McDermott Scores EPCI Work at Sepia
McDermott International said on Tuesday it has been awarded contract from Petrobras for engineering, procurement, construction and installation (EPCI) of subsea risers and flowlines for the first phase of the Sepia field, located 280 kilometers from the Rio de Janeiro coastline in Brazil.
The contract is worth between $250 million and $500 million, McDermott said. The project scope includes detailed engineering, surveys, supply, installation and pre-commissioning of rigid pipelines, jumpers, buoyance modules, strakes and riser monitoring systems for seven-riser wells (three producers and four injector wells) connected to the floating production, storage and offloading (FPSO) Carioca vessel.

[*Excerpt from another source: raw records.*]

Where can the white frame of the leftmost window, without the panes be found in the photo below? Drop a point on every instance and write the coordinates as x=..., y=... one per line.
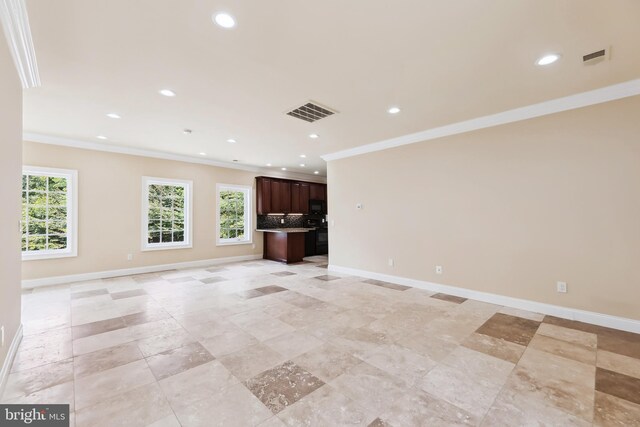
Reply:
x=72, y=213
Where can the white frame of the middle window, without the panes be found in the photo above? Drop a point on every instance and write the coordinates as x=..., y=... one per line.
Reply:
x=188, y=217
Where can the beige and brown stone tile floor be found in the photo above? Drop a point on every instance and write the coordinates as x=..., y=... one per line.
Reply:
x=265, y=344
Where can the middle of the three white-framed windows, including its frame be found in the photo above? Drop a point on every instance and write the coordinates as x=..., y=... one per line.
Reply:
x=166, y=218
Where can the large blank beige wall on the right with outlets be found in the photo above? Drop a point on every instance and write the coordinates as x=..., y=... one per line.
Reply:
x=508, y=210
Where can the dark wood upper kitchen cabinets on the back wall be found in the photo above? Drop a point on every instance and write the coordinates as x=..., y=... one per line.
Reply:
x=274, y=195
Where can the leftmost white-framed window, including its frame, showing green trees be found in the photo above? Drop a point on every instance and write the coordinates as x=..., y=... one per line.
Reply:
x=49, y=213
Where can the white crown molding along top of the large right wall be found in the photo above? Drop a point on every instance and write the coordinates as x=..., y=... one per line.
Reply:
x=584, y=99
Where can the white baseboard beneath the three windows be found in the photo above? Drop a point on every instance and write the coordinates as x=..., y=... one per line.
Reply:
x=59, y=280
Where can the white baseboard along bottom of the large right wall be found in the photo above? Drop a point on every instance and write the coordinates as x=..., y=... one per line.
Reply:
x=600, y=319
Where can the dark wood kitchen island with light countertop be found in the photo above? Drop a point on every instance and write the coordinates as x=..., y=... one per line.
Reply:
x=284, y=244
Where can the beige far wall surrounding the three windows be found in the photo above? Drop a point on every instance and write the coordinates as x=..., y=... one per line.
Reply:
x=110, y=210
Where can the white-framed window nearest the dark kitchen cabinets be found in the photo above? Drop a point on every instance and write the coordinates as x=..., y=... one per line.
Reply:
x=233, y=214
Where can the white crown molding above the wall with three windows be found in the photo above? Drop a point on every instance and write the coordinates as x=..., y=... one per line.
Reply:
x=120, y=149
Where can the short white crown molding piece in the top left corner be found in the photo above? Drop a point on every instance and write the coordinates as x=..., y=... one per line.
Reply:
x=15, y=22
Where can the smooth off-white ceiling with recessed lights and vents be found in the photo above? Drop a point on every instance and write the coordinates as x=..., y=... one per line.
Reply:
x=440, y=61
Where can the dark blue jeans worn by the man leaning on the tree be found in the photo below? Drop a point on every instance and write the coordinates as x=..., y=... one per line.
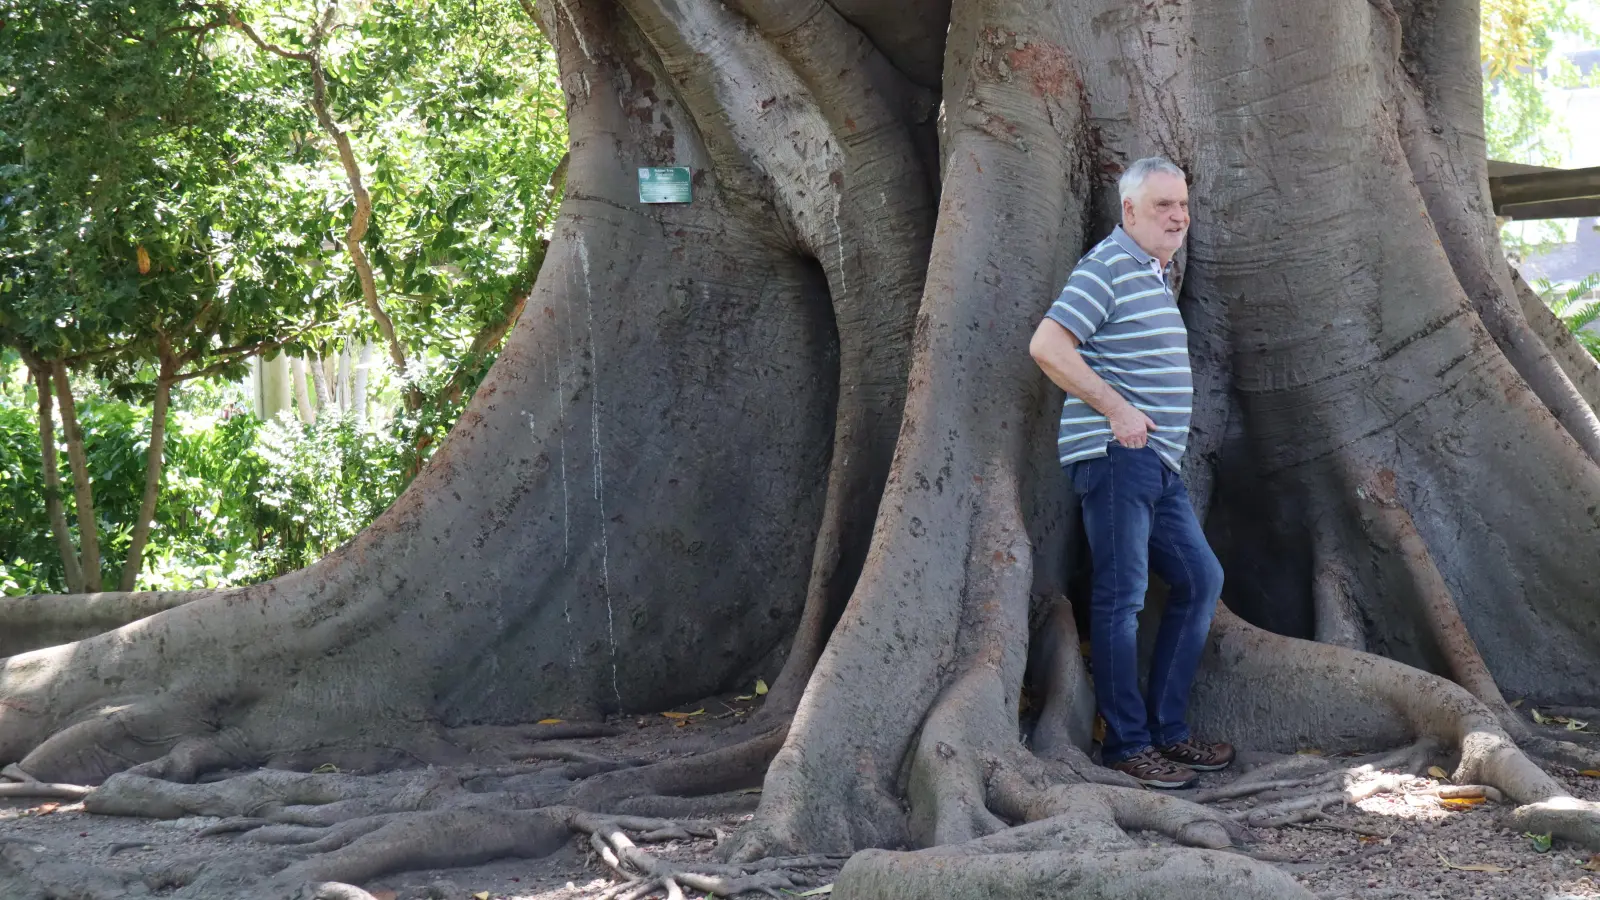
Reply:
x=1138, y=516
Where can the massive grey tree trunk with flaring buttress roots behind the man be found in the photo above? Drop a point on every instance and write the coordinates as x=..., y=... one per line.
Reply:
x=794, y=424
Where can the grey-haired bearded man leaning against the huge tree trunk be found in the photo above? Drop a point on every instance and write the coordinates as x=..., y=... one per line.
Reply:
x=1116, y=344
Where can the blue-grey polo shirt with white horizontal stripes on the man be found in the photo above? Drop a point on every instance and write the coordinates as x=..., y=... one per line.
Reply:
x=1126, y=318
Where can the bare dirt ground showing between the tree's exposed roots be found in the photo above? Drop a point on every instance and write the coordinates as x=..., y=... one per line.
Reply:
x=1402, y=846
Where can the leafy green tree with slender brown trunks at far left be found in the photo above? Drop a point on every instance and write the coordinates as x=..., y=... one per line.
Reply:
x=143, y=222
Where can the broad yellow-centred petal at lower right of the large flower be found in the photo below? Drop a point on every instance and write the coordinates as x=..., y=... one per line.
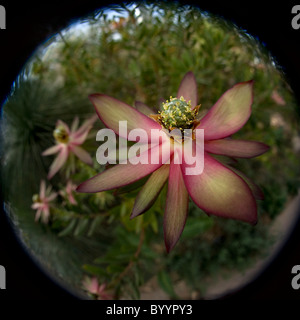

McDermott’s Rio de Janeiro office will perform the work with support from its Houston office. McDermott plans to use five vessels for the installation work at ultra-deepwater depths up to 2,140 meters.
The engineering work is expected to begin immediately, and the contract will be reflected in McDermott's second quarter 2019 backlog.
The first phase is part of a 15 well Sepia field development located in the pre-salt layer of the Santos Basin in Block BM-S-24. First oil is expected in 2021. Petrobras operates the Sepia field and has 100% interest.
In October 2017 Modec was awarded an EPCI contract and 21 year lease to supply the FPSO for use on the Sepia field. The FPSO is a converted very large crude carrier (VLCC) and will be capable of processing 180,000 barrels of crude oil per day, 212 million standard cubic feet of gas per day, 240,000 barrels of water injection per day and has storage capacity of 1,400,000 barrels of crude oil.
According to World Energy Reports, conversion work is being performed by Cosco Dalian, and the topsides modules will be fabricated by several facilities in China and Brazil. Sofec will supply the spread mooring system.